Allemand : Eine gute Strecke machen
L'allemand 'eine gute Strecke machen' est proche sémantiquement, avec 'Strecke' signifiant distance ou parcours. Toutefois, cette expression est rarement utilisée dans un sens figuré ; on préfère des termes comme 'eine erfolgreiche Laufbahn haben' (avoir une carrière réussie) pour évoquer un trajet professionnel. Le français 'faire un bon parcours' est plus polyvalent, s'appliquant à des récits, des présentations ou des évolutions personnelles.
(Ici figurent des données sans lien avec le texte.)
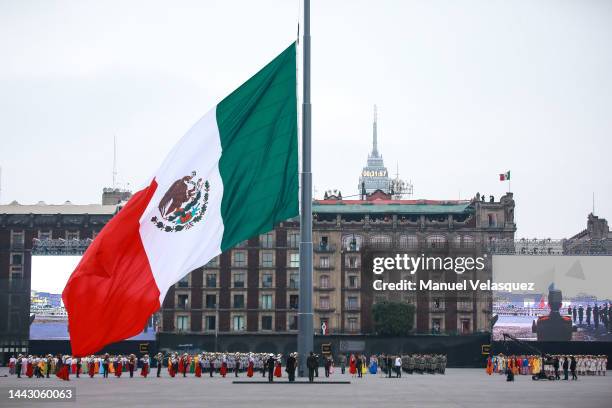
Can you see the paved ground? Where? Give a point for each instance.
(465, 388)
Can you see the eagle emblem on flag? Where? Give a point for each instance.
(183, 205)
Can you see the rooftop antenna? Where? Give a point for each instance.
(114, 160)
(375, 134)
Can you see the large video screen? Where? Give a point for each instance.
(553, 298)
(49, 277)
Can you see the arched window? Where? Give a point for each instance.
(408, 241)
(380, 241)
(436, 241)
(468, 241)
(352, 242)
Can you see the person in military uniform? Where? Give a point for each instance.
(311, 364)
(270, 363)
(291, 366)
(159, 358)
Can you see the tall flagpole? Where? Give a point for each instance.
(305, 327)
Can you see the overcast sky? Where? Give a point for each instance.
(465, 89)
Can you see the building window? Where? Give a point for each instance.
(436, 241)
(239, 279)
(267, 259)
(211, 323)
(211, 301)
(267, 240)
(352, 324)
(380, 241)
(492, 220)
(238, 323)
(324, 302)
(351, 242)
(468, 241)
(294, 260)
(17, 238)
(294, 302)
(266, 322)
(44, 235)
(464, 304)
(324, 262)
(182, 301)
(408, 242)
(16, 259)
(294, 280)
(266, 301)
(211, 280)
(437, 304)
(184, 282)
(465, 326)
(238, 301)
(267, 280)
(293, 239)
(324, 321)
(182, 323)
(324, 243)
(352, 261)
(70, 235)
(436, 326)
(239, 259)
(293, 322)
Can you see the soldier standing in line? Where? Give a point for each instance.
(132, 365)
(270, 363)
(290, 367)
(311, 363)
(159, 358)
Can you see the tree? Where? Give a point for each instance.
(393, 318)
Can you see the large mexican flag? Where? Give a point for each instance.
(232, 176)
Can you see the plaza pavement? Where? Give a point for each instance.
(459, 388)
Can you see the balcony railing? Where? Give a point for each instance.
(324, 248)
(60, 246)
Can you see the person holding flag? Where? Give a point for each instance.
(232, 176)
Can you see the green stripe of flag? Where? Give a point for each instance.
(259, 160)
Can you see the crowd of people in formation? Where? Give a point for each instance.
(62, 366)
(391, 365)
(552, 367)
(266, 365)
(594, 315)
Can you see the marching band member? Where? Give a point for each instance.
(144, 371)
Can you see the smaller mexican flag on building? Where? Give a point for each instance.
(232, 176)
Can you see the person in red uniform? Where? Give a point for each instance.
(29, 367)
(198, 366)
(91, 366)
(251, 366)
(118, 366)
(171, 366)
(223, 366)
(277, 367)
(353, 365)
(146, 361)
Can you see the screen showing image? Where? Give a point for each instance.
(568, 298)
(49, 277)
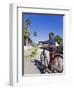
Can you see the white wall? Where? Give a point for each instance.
(4, 48)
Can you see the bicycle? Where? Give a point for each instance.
(58, 67)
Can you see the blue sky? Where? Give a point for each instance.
(43, 25)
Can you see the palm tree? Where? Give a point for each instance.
(59, 40)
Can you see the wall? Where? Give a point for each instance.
(4, 47)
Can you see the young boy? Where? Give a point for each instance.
(52, 49)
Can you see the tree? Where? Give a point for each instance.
(28, 22)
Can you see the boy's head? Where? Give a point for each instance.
(51, 35)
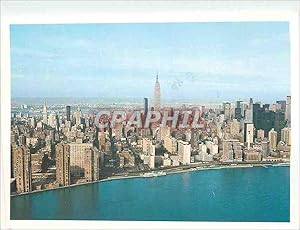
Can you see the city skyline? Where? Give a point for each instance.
(195, 61)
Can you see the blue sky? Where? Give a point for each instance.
(195, 61)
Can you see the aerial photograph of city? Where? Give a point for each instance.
(151, 121)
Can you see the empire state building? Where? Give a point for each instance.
(157, 94)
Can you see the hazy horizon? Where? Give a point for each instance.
(194, 61)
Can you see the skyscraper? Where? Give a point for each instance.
(286, 135)
(68, 112)
(157, 94)
(45, 117)
(184, 152)
(227, 110)
(273, 139)
(63, 164)
(288, 109)
(91, 164)
(145, 106)
(22, 168)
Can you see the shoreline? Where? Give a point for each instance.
(169, 171)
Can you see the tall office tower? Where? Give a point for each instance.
(238, 113)
(22, 168)
(52, 122)
(45, 117)
(91, 164)
(248, 134)
(231, 150)
(273, 139)
(157, 94)
(78, 116)
(256, 109)
(184, 152)
(288, 109)
(235, 128)
(251, 103)
(33, 122)
(249, 112)
(286, 135)
(77, 153)
(227, 110)
(170, 143)
(279, 123)
(149, 151)
(102, 140)
(238, 104)
(22, 139)
(146, 106)
(163, 132)
(282, 105)
(68, 113)
(260, 134)
(265, 148)
(243, 106)
(63, 164)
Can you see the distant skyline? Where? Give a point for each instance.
(194, 61)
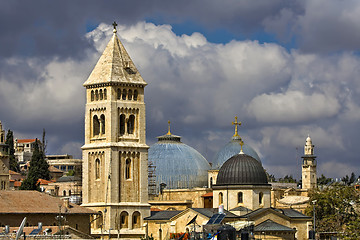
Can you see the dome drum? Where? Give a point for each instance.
(241, 169)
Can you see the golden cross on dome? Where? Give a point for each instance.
(236, 123)
(169, 133)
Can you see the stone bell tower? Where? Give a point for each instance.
(309, 166)
(115, 154)
(4, 161)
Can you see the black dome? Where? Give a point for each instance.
(241, 169)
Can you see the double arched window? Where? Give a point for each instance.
(129, 123)
(124, 94)
(124, 219)
(261, 196)
(240, 197)
(136, 220)
(102, 119)
(128, 169)
(221, 198)
(98, 95)
(96, 126)
(97, 169)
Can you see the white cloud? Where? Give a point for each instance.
(292, 107)
(279, 96)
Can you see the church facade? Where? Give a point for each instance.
(115, 181)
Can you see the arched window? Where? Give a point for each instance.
(128, 169)
(136, 220)
(96, 126)
(261, 196)
(240, 197)
(97, 168)
(119, 93)
(92, 95)
(124, 219)
(131, 124)
(102, 119)
(122, 124)
(99, 220)
(101, 95)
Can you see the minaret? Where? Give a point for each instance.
(309, 166)
(115, 180)
(4, 161)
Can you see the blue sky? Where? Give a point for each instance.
(285, 68)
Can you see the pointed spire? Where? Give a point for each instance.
(115, 65)
(236, 123)
(169, 133)
(114, 25)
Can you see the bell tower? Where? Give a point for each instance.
(309, 166)
(4, 161)
(115, 154)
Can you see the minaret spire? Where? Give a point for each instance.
(169, 133)
(241, 144)
(114, 24)
(236, 123)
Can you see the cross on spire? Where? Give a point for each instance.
(169, 133)
(236, 123)
(114, 24)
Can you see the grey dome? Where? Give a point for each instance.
(242, 169)
(230, 149)
(177, 164)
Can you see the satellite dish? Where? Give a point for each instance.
(19, 232)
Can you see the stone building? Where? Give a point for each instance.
(24, 149)
(115, 180)
(309, 177)
(40, 207)
(4, 162)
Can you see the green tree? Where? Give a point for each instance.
(336, 210)
(14, 165)
(322, 180)
(39, 168)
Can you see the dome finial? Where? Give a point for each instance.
(114, 24)
(241, 144)
(236, 123)
(169, 133)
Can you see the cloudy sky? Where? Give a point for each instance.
(285, 68)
Italien : Fare un buon percorso
En italien, 'fare un buon percorso' est une correspondance directe, employée dans des contextes éducatifs ou de développement personnel. Par exemple, pour décrire un étudiant qui progresse régulièrement. L'expression italienne partage la même racine latine que le français, mais peut être moins courante dans le langage quotidien, où 'avere un buon rendimento' (avoir un bon rendement) est souvent préféré pour les performances.
Japonais : 良い経過をたどる (Yoi keika o tadoru) + romaji: Yoi keika o tadoru
Le japonais '良い経過をたどる' (Yoi keika o tadoru) signifie littéralement 'suivre un bon cours', avec 'keika' évoquant le déroulement ou la progression. Cette expression est utilisée dans des contextes médicaux ou éducatifs pour décrire une évolution positive. Contrairement au français, qui peut être plus narratif, le japonais insiste sur la linéarité et l'absence d'obstacles, reflétant une approche plus pragmatique du parcours.
⚠️ Erreurs à éviter
1) Confondre avec « faire un parcours sans faute », qui implique une perfection absente de « bon parcours » ; ce dernier admet des imperfections mineures. 2) L'utiliser pour des résultats ponctuels (ex. : réussir un examen) au lieu de processus longs ; l'expression nécessite une dimension temporelle. 3) Oublier la connotation positive : dire « il a fait un parcours » sans qualificatif est incomplet, car « parcours » seul est neutre et peut même être négatif dans certains contextes (ex. : « parcours chaotique »).